Draw arrow on canvas tag

I want to draw an arrow using the canvas tag, javascript. I've made it using the quadratic function, but I'm having problems to calculate the angle of rotation of the arrow...
Anyone have a clue on this?
Thank you
As simple as I can get it. You'll have to prepend context.beginPath() and append context.stroke() yourself:
ctx = document.getElementById("c").getContext("2d");
ctx.beginPath();
canvas_arrow(ctx, 10, 30, 200, 150);
canvas_arrow(ctx, 100, 200, 400, 50);
canvas_arrow(ctx, 200, 30, 10, 150);
canvas_arrow(ctx, 400, 200, 100, 50);
ctx.stroke();
function canvas_arrow(context, fromx, fromy, tox, toy) {
var headlen = 10; // length of head in pixels
var dx = tox - fromx;
var dy = toy - fromy;
var angle = Math.atan2(dy, dx);
context.moveTo(fromx, fromy);
context.lineTo(tox, toy);
context.lineTo(tox - headlen * Math.cos(angle - Math.PI / 6), toy - headlen * Math.sin(angle - Math.PI / 6));
context.moveTo(tox, toy);
context.lineTo(tox - headlen * Math.cos(angle + Math.PI / 6), toy - headlen * Math.sin(angle + Math.PI / 6));
}
<html>
<body>
<canvas id="c" width="500" height="500"></canvas>
</body>
Ok, so the first answer on this page helped me greatly when I was trying to figure this problem out myself, although as someone else already stated, if you have a line width greater than 1px you get funny shapes. The fix that someone else suggested almost worked, but I still had some issues when trying to go for a thicker width arrow. After several hours of playing around with it I was able to combine the above solution with some of my own tinkering to come up with the following code that will draw an arrow at whatever thickness you desire without distorting the arrow shape.

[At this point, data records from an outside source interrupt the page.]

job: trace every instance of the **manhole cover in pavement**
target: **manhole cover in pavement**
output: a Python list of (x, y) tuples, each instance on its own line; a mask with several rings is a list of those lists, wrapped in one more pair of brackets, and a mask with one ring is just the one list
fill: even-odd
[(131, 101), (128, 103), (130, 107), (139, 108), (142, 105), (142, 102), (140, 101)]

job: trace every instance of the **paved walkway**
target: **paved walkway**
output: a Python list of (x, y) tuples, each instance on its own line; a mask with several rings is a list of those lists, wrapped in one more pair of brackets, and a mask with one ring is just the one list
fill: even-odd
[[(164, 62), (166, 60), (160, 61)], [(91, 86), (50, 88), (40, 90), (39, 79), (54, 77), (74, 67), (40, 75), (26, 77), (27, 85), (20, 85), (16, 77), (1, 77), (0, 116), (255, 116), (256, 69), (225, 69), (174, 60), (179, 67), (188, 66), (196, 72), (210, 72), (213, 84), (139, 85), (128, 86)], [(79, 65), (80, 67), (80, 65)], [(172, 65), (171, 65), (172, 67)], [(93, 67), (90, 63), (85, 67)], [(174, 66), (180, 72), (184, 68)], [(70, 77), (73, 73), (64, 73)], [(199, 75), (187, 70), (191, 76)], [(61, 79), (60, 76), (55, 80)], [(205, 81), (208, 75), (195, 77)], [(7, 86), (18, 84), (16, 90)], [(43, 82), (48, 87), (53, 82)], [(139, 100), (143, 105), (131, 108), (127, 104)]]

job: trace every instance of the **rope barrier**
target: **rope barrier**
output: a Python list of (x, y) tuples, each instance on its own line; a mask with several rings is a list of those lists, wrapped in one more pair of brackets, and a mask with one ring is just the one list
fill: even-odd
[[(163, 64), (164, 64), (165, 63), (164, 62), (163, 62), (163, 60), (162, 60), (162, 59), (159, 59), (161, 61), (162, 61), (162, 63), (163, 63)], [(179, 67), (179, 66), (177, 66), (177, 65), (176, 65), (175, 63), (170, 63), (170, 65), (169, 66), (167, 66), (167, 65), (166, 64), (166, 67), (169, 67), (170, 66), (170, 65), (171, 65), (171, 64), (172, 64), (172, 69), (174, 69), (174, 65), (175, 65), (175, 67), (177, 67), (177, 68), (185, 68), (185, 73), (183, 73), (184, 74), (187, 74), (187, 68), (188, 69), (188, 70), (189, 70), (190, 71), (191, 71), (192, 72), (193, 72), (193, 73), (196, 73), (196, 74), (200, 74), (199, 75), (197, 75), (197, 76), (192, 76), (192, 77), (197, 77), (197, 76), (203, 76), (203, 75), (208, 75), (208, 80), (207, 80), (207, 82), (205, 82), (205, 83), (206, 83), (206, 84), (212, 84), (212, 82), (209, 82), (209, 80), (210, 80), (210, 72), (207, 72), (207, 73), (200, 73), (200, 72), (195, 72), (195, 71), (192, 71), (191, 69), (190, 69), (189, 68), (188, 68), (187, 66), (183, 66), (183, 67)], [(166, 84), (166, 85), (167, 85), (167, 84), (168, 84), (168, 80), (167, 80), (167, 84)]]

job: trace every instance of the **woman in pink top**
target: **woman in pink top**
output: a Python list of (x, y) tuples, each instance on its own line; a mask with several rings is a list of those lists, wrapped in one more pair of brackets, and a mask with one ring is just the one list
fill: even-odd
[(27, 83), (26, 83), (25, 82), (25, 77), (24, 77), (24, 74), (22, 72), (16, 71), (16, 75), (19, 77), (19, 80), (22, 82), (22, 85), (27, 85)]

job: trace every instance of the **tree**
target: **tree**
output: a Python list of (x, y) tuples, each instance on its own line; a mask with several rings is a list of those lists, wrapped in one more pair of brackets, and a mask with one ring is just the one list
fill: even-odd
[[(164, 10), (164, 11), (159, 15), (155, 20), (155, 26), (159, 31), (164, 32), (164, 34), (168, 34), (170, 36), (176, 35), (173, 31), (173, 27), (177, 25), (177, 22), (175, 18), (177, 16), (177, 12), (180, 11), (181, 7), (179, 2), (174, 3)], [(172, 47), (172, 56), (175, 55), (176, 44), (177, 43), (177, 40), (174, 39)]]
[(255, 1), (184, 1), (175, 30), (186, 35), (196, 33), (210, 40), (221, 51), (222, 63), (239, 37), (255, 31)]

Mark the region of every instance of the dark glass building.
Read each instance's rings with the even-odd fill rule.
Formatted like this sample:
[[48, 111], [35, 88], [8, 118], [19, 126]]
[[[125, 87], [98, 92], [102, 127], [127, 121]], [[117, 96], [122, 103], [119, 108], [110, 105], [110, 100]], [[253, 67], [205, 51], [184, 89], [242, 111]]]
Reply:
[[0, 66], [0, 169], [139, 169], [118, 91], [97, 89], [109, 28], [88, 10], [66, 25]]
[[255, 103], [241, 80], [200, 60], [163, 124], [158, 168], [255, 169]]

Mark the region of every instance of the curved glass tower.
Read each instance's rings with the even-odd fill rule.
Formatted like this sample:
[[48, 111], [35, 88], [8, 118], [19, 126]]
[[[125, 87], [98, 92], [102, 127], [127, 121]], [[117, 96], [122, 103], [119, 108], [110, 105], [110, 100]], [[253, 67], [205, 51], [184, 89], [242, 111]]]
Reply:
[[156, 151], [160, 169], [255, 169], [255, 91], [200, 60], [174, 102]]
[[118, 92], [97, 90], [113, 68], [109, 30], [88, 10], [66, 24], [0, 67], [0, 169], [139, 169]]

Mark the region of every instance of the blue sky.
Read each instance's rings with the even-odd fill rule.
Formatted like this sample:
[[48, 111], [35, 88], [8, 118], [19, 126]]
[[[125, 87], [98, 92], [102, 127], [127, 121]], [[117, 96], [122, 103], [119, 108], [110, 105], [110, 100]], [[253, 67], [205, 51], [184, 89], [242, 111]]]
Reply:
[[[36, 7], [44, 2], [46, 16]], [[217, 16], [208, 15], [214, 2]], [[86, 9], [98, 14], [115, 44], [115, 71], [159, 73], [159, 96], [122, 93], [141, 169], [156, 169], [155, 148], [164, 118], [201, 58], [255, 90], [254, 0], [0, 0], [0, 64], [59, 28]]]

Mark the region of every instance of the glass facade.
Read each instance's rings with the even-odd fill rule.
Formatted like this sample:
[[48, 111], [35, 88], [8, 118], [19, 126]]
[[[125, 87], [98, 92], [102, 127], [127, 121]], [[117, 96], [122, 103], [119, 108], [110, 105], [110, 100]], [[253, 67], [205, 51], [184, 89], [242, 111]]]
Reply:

function drawArrow(fromx, fromy, tox, toy){
//variables to be used when creating the arrow
var c = document.getElementById("myCanvas");
var ctx = c.getContext("2d");
const width = 22;
var headlen = 10;
// This makes it so the end of the arrow head is located at tox, toy, don't ask where 1.15 comes from
tox -= Math.cos(angle) * ((width*1.15));
toy -= Math.sin(angle) * ((width*1.15));
var angle = Math.atan2(toy-fromy,tox-fromx);
//starting path of the arrow from the start square to the end square and drawing the stroke
ctx.beginPath();
ctx.moveTo(fromx, fromy);
ctx.lineTo(tox, toy);
ctx.strokeStyle = "#cc0000";
ctx.lineWidth = width;
ctx.stroke();
//starting a new path from the head of the arrow to one of the sides of the point
ctx.beginPath();
ctx.moveTo(tox, toy);
ctx.lineTo(tox-headlen*Math.cos(angle-Math.PI/7),toy-headlen*Math.sin(angle-Math.PI/7));
//path from the side point of the arrow, to the other side point
ctx.lineTo(tox-headlen*Math.cos(angle+Math.PI/7),toy-headlen*Math.sin(angle+Math.PI/7));
//path from the side point back to the tip of the arrow, and then again to the opposite side point
ctx.lineTo(tox, toy);
ctx.lineTo(tox-headlen*Math.cos(angle-Math.PI/7),toy-headlen*Math.sin(angle-Math.PI/7));
//draws the paths created above
ctx.strokeStyle = "#cc0000";
ctx.lineWidth = width;
ctx.stroke();
ctx.fillStyle = "#cc0000";
ctx.fill();
}
This is now the code that I am using in my program. What I found to be the key with eliminating the distortion issue was continuing the stroke from the tip of the arrow to one side point, to the other side point, back to the tip, and back over to the first side point, then doing a fill. This corrected the shape of the arrow.
Hope this helps!
Here is another method to draw arrows. It uses the triangle method from here: https://stackoverflow.com/a/8937325/1828637
A little helper function.
function canvas_arrow(context, fromx, fromy, tox, toy, r){
var x_center = tox;
var y_center = toy;
var angle;
var x;
var y;
context.beginPath();
angle = Math.atan2(toy-fromy,tox-fromx)
x = r*Math.cos(angle) + x_center;
y = r*Math.sin(angle) + y_center;
context.moveTo(x, y);
angle += (1/3)*(2*Math.PI)
x = r*Math.cos(angle) + x_center;
y = r*Math.sin(angle) + y_center;
context.lineTo(x, y);
angle += (1/3)*(2*Math.PI)
x = r*Math.cos(angle) + x_center;
y = r*Math.sin(angle) + y_center;
context.lineTo(x, y);
context.closePath();
context.fill();
}
And here is a demonstration of it to draw arrows at the start and at the end of a line.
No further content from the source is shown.